Metabolomics - non-polar metabolites
Metabolomics is the comprehensive study of the metabolome, the complete set of metabolites within a biological system. Metabolomics provides a detailed snapshot of biochemical activity in cells, tissues, and fluids by identifying, quantifying, and analyzing these small molecules. Metabolites, which include compounds like amino acids, carbohydrates, and vitamins, are crucial for maintaining cellular function and homeostasis. Disruptions in their patterns can lead to diseases, making metabolomics essential for discovering biomarkers, understanding metabolic pathways, and exploring the effects of interventions on metabolic health. Human Metabolome Database lists over 220,000 metabolites, offering valuable insights into human health and disease.
Untargeted metabolomics
The reversed phase is ideal for separating and analyzing non-polar to moderately polar metabolites, such as lipids, fatty acids, certain amino acids, and hormones.

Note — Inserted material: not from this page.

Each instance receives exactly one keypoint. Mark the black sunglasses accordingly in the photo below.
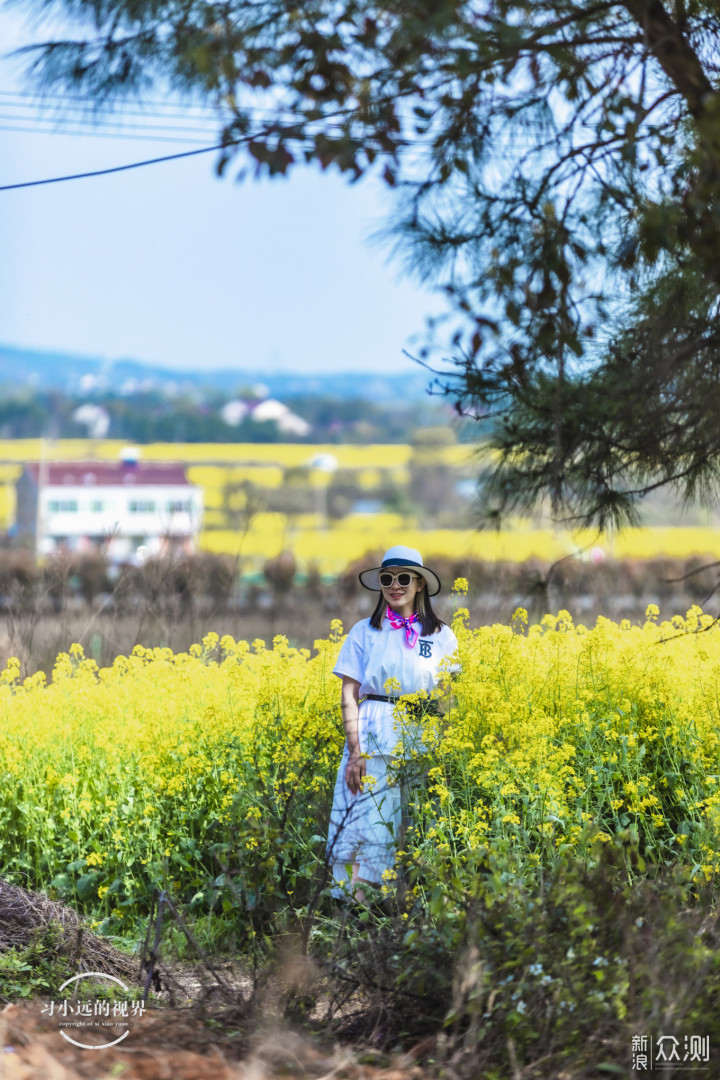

We use ultrahigh-performance liquid chromatography (UPLC) in the separation mode of reversed-phase LC coupled with high-resolution (70,000 FWHM) Orbitrap mass spectrometry. Up to 10,000 metabolite features in typical biological samples (serum, plasma, CSF) are relatively quantified in positive detection mode. QC samples are injected throughout the analysis to monitor instrument stability (platform variability, retention time shift, and mass shift) and sample stability to ensure high-quality datasets. QC data is evaluated for each data set with multivariate statistics. Identification of metabolites is performed in silico and with a library of standard substances of >900 metabolites in stock.
Platform strengths
The assay has high reproducibility and compatibility with various metabolite classes, particularly non-polar compounds. The method provides relative quantitation of hydrophilic to lipophilic metabolites and lipids by untargeted metabolomics analysis combined with database searching and putative metabolite IDs based on accurate masses.
Metabolite identification
Tier 3 is provided as optional (upon request) by using accurately measured masses (errors ≤5 ppm) to query metabolome databases for preliminary metabolite assignments with putative identities. Tier 1 and Tier 2 are provided to identify and structurally confirm statistics relevant metabolite biomarkers by combining metabolome/lipidome database searching, LC-MS, and LC-MS/MS spectral matching and interpretation, with the aid of an in-house library consisting of >900 authentic metabolite compounds. Upon request, we can perform additional LC-MS and LC-MS/MS runs and acquire new standards (if available) to confirm the identity of novel metabolites that are not currently in our library.
Example data
Serum: In 120 samples, 8,404 metabolite and lipid features were found across all samples (allowing 10% missing values). In a set of 1,860 samples, 4,544 metabolite and lipid features were found across all samples (allowing 10% missing values).